International Mermaid Museum, Between Aberdeen and Westport
Mermaid fans everywhere will go gaga at the prospect of dropping in at this funky spot, located between the coastal towns of Aberdeen and Westport. Nestled on the grounds of Westport Winery Garden Resort, this small but curiosity-packed museum is dedicated to teaching ocean ecology and marine education through the lens of mythical mermaid lore. Magical exhibits, artifacts and, of course, plenty of mermaids await.
Spend time at these places when you travel south
Head south and drive through Olympia, the state’s capital, and down into neighboring Oregon, where destinations such as the big, bustling city of Portland and stunning Cannon Beach beckon. On the Washington side of the state line, Cape Disappointment State Park presents sweeping beaches and an intriguing lighthouse, while Great Wolf Lodge, the definition of kid heaven, makes for a fun-filled overnight stop.

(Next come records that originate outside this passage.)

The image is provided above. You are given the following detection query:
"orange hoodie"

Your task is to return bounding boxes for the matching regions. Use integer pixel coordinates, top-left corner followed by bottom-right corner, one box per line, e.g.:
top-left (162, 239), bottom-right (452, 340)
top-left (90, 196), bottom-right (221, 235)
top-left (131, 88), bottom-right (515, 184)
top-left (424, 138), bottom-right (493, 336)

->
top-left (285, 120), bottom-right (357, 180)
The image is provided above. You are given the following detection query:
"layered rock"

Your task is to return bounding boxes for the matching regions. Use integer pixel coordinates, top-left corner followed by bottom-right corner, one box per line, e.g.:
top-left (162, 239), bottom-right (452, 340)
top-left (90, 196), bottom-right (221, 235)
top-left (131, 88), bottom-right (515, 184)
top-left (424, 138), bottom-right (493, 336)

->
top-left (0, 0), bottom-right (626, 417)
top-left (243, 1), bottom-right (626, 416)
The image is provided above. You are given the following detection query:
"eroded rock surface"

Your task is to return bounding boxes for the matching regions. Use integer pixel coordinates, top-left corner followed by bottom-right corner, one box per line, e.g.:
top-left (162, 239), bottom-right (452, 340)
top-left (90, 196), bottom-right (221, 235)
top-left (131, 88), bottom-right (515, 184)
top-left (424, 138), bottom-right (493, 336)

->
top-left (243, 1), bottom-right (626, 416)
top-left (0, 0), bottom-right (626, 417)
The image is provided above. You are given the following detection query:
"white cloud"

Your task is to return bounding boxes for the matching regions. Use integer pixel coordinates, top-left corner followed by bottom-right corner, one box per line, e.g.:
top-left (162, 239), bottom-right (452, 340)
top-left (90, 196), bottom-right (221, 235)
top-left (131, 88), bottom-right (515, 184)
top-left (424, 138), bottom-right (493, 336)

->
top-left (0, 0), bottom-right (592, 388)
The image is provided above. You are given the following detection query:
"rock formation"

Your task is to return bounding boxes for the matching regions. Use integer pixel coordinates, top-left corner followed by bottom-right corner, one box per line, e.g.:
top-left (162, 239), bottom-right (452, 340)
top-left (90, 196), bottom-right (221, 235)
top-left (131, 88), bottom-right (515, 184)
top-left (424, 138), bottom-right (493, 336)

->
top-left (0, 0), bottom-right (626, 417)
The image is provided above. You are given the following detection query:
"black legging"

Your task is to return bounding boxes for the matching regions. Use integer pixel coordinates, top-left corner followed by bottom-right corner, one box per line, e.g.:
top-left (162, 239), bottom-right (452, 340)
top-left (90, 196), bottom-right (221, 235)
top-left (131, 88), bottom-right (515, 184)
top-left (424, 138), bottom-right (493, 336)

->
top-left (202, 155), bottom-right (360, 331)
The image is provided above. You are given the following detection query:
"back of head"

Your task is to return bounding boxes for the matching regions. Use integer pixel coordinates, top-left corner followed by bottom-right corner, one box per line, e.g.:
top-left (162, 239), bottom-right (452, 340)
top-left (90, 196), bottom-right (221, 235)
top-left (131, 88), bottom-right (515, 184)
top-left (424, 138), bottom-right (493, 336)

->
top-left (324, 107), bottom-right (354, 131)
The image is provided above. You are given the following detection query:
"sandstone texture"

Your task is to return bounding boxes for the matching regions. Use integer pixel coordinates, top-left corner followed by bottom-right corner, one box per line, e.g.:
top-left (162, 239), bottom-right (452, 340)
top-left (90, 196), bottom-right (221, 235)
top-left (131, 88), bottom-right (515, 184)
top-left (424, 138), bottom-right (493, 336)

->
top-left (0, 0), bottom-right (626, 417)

‘Bacon and eggs’ skatepark, Wilkeson
Whether or not you have a rising skate star in your household, a stop at this delightfully playful, breakfast-themed skate park is a must if you’re in the area. Located in the town of Wilkeson, about 50 miles south of Seattle, this fully functional skatepark doubles as an urban art piece: a giant skillet holding two sunny-side-up eggs and a bacon-shaped ramp. The park, the creation of renowned local artist John Hillding, can be accessed from a nearby Rails-to-Trails path — another great spot for road-weary kids to get those wiggles out.
‘Nutty Narrows’ squirrel bridges, Longview
The concept for this adorable structure in Longview, just north of the Oregon border, was born when a resident kept seeing the squirrels outside his office attempting to cross the street to find food. To help keep them safe, he built “Nutty Narrows,” a tiny bridge designed to help the critters safely cross 60 feet above the street. The cute construction has received the titles of the “World’s Narrowest Bridge” and the “World’s Narrowest Animal Crossing.” Since the construction of the original bridge, 23 others have been built in Longview.
World’s largest egg, Winlock
Where do you find the world’s largest egg? Apparently, right here in our state in the town of Winlock, just off southbound I-5. The enormous egg was first built in the 1920s to commemorate the town’s egg industry. It was designated the world’s largest egg by Ripley’s Believe It or Not! in 1989 and has undergone several changes in construction material before its current cement version.
Wreck of the Peter Iredale, Hammond, Oregon
Another nautical attraction, this famous shipwreck, on the shore of Oregon’s Fort Stevens State Park, is an intriguing sight. The massive, rusted steel skeleton is all that remains of the Peter Iredale, a four-masted ship that ran ashore in 1906. Combine your visit with a beachcombing walk at low tide so you can get up close and examine the mysterious wreckage.